Furti e intrusioni nelle sedi operative dei Vigili del Fuoco accendono l’allarme sicurezza. Massimiliano Metalli (Fratelli d’Italia – Roma) sollecita misure strutturali, tecnologiche e organizzative per tutelare il personale e salvaguardare attrezzature essenziali, chiedendo standard minimi obbligatori e un monitoraggio permanente

Roma – Furti mirati, intrusioni ripetute, attrezzature operative sottratte. Un quadro che desta forte preoccupazione e che mette a rischio non solo il patrimonio pubblico, ma soprattutto l’incolumità di chi ogni giorno è chiamato a intervenire nelle emergenze. A lanciare l’allarme è Massimiliano Metalli, responsabile del Dipartimento dei Vigili del Fuoco di Fratelli d'Italia – Roma.

“Una priorità non più rinviabile”

“La sicurezza del personale e delle sedi operative del Corpo Nazionale dei Vigili del Fuoco rappresenta una priorità non più rinviabile”, afferma Metalli. Le recenti e ripetute intrusioni da parte di ignoti – spesso finalizzate al furto di attrezzature essenziali per il soccorso – “destano forte allarme”.

Secondo Metalli, alcuni episodi si sarebbero verificati persino in presenza di personale in servizio, esponendo i lavoratori a potenziali situazioni di pericolo e confermando “una preoccupante recrudescenza di fenomeni criminali”.

Presidi temporaneamente scoperti: il nodo operativo

C’è poi un elemento strutturale che aggrava il problema. “Per esigenze operative legate agli interventi di soccorso – spiega Metalli le sedi possono temporaneamente rimanere prive di presidio”. Una condizione inevitabile per un servizio di emergenza, ma che rende ancora più urgente l’adozione di sistemi efficaci di prevenzione e protezione.

La sottrazione di strumenti non è solo un danno economico: rallenta gli interventi, compromette la capacità di risposta e mette in pericolo cittadini e operatori.

La richiesta: misure strutturali, tecnologiche e organizzative

Da qui l’appello diretto al Dipartimento dei Vigili del Fuoco affinché, nel rispetto della normativa vigente sulla tutela della salute e sicurezza nei luoghi di lavoro e sulla protezione dei beni pubblici, “siano tempestivamente adottate misure strutturali, tecnologiche e organizzative idonee a garantire la sicurezza del personale e la salvaguardia del patrimonio dello Stato”.

Tra le ipotesi sul tavolo: adeguamenti infrastrutturali, sistemi di videosorveglianza e allarme, controlli degli accessi, procedure organizzative più robuste.
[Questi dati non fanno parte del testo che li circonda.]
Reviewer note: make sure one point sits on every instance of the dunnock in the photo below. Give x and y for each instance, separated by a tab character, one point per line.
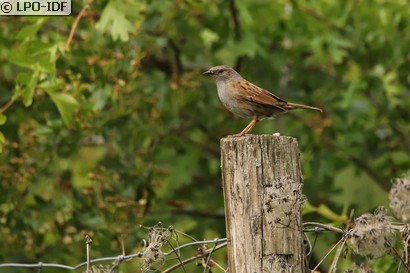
248	100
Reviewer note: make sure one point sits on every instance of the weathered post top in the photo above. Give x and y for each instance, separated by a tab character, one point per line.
262	185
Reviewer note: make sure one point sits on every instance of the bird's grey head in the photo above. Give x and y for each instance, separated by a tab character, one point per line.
223	73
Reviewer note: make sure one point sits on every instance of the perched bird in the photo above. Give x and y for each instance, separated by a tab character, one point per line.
248	100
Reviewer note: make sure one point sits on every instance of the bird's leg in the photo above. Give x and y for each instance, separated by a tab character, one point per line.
248	128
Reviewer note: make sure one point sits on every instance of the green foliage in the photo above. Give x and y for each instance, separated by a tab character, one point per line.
122	128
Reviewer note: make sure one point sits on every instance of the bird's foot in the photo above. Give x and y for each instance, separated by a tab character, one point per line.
239	135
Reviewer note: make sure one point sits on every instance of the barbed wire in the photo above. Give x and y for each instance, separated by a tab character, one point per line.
158	236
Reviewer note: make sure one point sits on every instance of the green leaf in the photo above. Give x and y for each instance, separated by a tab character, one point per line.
66	104
209	37
26	84
2	140
114	19
3	119
30	31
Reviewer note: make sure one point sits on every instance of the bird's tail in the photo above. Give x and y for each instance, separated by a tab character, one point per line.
301	106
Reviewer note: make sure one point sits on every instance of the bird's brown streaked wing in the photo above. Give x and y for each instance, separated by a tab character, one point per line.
261	96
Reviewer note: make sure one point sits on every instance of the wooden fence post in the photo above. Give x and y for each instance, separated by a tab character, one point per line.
262	185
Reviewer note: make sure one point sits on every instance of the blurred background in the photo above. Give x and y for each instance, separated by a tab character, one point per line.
117	127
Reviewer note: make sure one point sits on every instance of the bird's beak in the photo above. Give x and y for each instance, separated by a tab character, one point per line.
209	72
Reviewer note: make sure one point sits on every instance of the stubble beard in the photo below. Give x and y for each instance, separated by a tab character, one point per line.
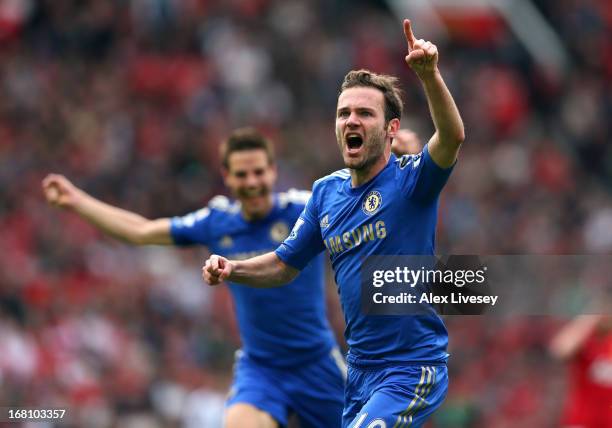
374	149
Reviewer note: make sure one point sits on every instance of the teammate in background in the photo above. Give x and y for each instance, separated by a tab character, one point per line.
586	343
289	359
379	205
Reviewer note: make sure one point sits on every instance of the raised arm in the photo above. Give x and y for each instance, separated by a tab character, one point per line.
263	271
119	223
568	341
423	60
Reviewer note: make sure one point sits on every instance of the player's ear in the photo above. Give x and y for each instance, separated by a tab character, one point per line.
393	127
225	175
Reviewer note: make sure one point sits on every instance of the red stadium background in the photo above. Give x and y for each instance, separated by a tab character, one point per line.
130	99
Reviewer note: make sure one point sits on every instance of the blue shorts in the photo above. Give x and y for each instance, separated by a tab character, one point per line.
314	392
387	395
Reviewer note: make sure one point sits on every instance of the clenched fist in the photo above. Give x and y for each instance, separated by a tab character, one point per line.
59	191
216	270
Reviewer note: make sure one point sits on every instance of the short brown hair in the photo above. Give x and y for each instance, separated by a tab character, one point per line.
388	85
245	139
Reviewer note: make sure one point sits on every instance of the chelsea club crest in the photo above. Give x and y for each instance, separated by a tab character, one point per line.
279	231
371	203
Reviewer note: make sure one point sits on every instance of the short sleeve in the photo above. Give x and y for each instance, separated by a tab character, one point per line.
305	241
192	228
420	177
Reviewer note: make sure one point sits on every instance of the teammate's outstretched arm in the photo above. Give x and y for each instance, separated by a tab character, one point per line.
263	271
423	60
117	222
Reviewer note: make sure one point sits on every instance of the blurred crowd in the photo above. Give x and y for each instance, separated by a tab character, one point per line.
130	100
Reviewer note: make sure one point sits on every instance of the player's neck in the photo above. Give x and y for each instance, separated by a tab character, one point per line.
263	213
360	177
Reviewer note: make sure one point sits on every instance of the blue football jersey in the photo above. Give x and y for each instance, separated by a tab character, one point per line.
395	213
280	326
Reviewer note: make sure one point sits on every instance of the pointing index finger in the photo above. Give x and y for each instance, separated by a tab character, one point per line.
409	36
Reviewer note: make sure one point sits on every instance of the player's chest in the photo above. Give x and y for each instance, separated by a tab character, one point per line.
350	222
245	241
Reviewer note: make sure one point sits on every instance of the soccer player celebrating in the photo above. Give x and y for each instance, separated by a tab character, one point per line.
379	205
289	360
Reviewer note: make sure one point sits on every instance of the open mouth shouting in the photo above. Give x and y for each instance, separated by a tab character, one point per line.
354	142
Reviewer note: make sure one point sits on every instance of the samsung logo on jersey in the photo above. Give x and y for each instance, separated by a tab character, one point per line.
355	237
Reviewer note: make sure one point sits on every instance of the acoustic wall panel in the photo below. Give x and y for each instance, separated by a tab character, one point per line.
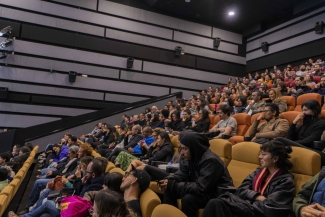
227	36
301	39
204	42
90	4
73	54
51	21
151	17
153	79
286	32
184	73
42	110
21	121
34	76
52	91
123	98
55	65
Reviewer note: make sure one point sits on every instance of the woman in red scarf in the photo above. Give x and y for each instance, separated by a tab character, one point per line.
270	184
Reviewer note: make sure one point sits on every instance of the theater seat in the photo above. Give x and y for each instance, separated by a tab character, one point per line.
308	96
237	139
165	210
222	148
304	169
148	202
291	102
244	161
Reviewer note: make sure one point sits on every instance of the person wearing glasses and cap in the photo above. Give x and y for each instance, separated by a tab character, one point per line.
200	174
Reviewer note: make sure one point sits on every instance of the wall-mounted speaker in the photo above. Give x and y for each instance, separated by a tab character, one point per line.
319	27
216	42
129	62
72	76
3	92
265	46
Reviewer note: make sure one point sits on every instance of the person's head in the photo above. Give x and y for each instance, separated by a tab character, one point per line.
147	131
136	129
275	94
163	138
257	96
274	154
113	181
135	180
84	150
24	150
4	158
203	114
311	108
224	112
3	174
165	113
322	81
175	116
156	132
109	203
242	101
271	111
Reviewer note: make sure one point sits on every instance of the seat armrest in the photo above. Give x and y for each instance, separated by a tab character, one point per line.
319	145
247	138
224	189
156	163
223	136
271	211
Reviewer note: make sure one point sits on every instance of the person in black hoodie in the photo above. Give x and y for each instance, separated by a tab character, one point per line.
309	131
197	180
203	123
271	185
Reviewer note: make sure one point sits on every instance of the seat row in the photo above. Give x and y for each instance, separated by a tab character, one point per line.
10	190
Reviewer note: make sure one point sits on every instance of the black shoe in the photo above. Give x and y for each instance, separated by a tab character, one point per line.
24	211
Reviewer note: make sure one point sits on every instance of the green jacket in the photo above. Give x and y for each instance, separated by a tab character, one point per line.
306	193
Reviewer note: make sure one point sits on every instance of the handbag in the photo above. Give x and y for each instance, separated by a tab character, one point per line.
56	184
74	206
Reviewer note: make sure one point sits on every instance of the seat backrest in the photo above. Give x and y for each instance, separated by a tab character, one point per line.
303	98
222	148
165	210
243	123
175	144
305	169
244	161
291	102
290	116
148	202
211	118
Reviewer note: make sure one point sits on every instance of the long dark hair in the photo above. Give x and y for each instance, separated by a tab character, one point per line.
278	149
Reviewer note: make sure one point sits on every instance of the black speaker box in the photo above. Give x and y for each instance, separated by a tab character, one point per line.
3	92
265	46
72	76
319	27
129	62
216	42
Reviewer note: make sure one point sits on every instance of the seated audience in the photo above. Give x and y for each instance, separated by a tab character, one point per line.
257	104
202	125
276	98
197	181
273	126
271	185
227	124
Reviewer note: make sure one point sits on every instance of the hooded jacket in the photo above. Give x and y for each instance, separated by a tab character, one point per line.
203	173
309	131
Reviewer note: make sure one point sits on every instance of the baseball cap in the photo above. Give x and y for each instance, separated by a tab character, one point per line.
143	178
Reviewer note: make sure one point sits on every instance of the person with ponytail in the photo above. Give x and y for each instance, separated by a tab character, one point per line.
271	184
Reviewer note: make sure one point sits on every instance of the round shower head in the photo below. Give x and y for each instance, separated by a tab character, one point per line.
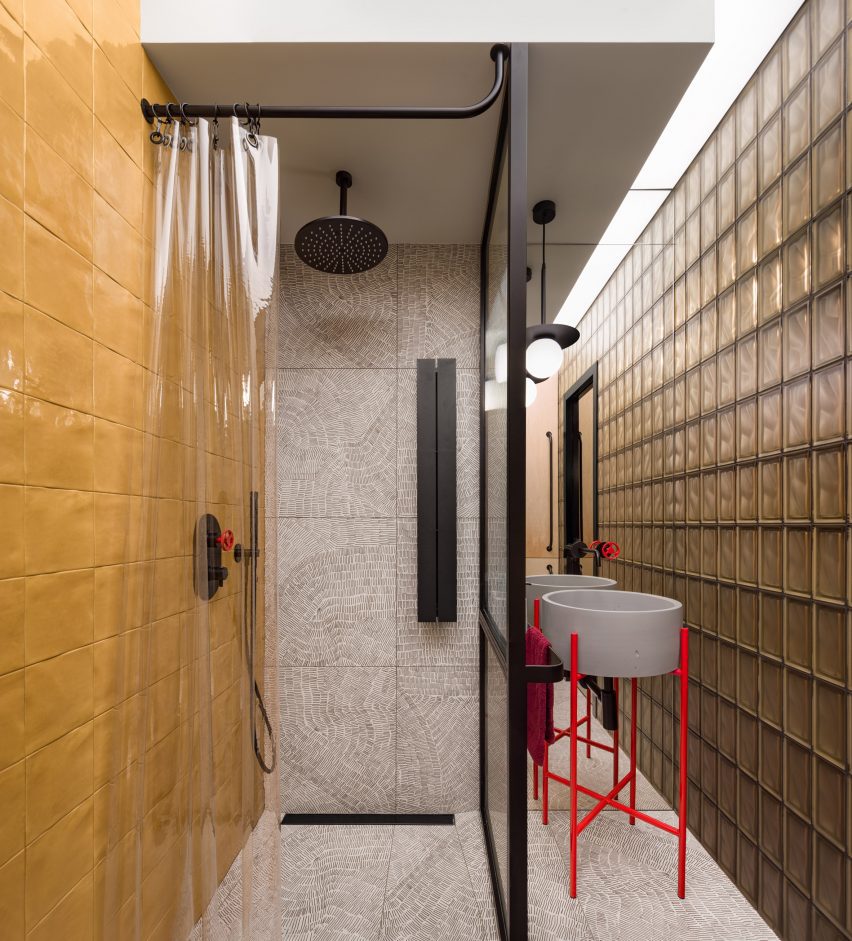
341	244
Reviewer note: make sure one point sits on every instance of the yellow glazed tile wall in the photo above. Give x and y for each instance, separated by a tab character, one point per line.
76	193
724	351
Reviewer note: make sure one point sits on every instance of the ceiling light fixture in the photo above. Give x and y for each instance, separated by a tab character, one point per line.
546	342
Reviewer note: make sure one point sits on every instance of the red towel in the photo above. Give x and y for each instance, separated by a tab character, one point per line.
539	698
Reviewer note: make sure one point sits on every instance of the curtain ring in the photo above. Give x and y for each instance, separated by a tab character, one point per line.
215	127
184	118
156	136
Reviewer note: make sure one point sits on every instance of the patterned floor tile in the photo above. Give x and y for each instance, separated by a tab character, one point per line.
472	839
333	882
429	892
594	772
627	885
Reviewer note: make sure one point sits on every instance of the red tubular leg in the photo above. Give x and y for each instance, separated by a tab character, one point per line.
615	738
633	685
684	728
574	672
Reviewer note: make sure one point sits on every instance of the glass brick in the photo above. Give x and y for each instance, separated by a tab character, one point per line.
797	124
769	153
828	167
797	195
828	326
797	268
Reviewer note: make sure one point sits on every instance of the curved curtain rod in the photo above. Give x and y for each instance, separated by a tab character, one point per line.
499	53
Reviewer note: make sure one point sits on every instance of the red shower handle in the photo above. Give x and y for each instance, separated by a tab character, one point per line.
226	540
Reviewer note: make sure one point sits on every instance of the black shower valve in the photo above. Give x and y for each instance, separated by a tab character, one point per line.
218	573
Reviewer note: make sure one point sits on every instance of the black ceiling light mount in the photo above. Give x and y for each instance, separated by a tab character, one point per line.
542	360
341	244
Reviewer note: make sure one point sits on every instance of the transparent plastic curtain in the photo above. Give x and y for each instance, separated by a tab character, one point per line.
188	815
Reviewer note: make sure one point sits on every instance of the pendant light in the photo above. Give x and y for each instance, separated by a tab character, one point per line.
546	342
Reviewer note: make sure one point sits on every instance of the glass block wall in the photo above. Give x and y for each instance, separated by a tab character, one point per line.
724	342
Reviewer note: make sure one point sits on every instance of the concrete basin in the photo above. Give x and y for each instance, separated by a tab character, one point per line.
620	633
538	585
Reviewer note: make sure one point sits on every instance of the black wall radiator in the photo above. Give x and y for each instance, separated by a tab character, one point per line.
437	562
Standard minimi e risorse dedicate

Metalli chiede inoltre l’avvio di iniziative normative e regolamentari per definire standard minimi obbligatori di sicurezza per tutte le sedi operative del Corpo. Standard che dovrebbero essere accompagnati da risorse finanziarie adeguate e da un sistema di monitoraggio permanente, capace di verificare nel tempo l’efficacia delle misure adottate.

Indagini mirate e contrasto alla criminalità

Accanto alla prevenzione, serve il contrasto. “Si sollecita l’attivazione di mirate attività di polizia giudiziaria – conclude Metallifinalizzate all’accertamento delle responsabilità e al contrasto dell’eventuale operatività di organizzazioni criminali sul territorio”.

Un doppio binario, dunque: sicurezza strutturale e azione repressiva. Perché proteggere chi protegge è una responsabilità dello Stato e una garanzia per l’intera collettività.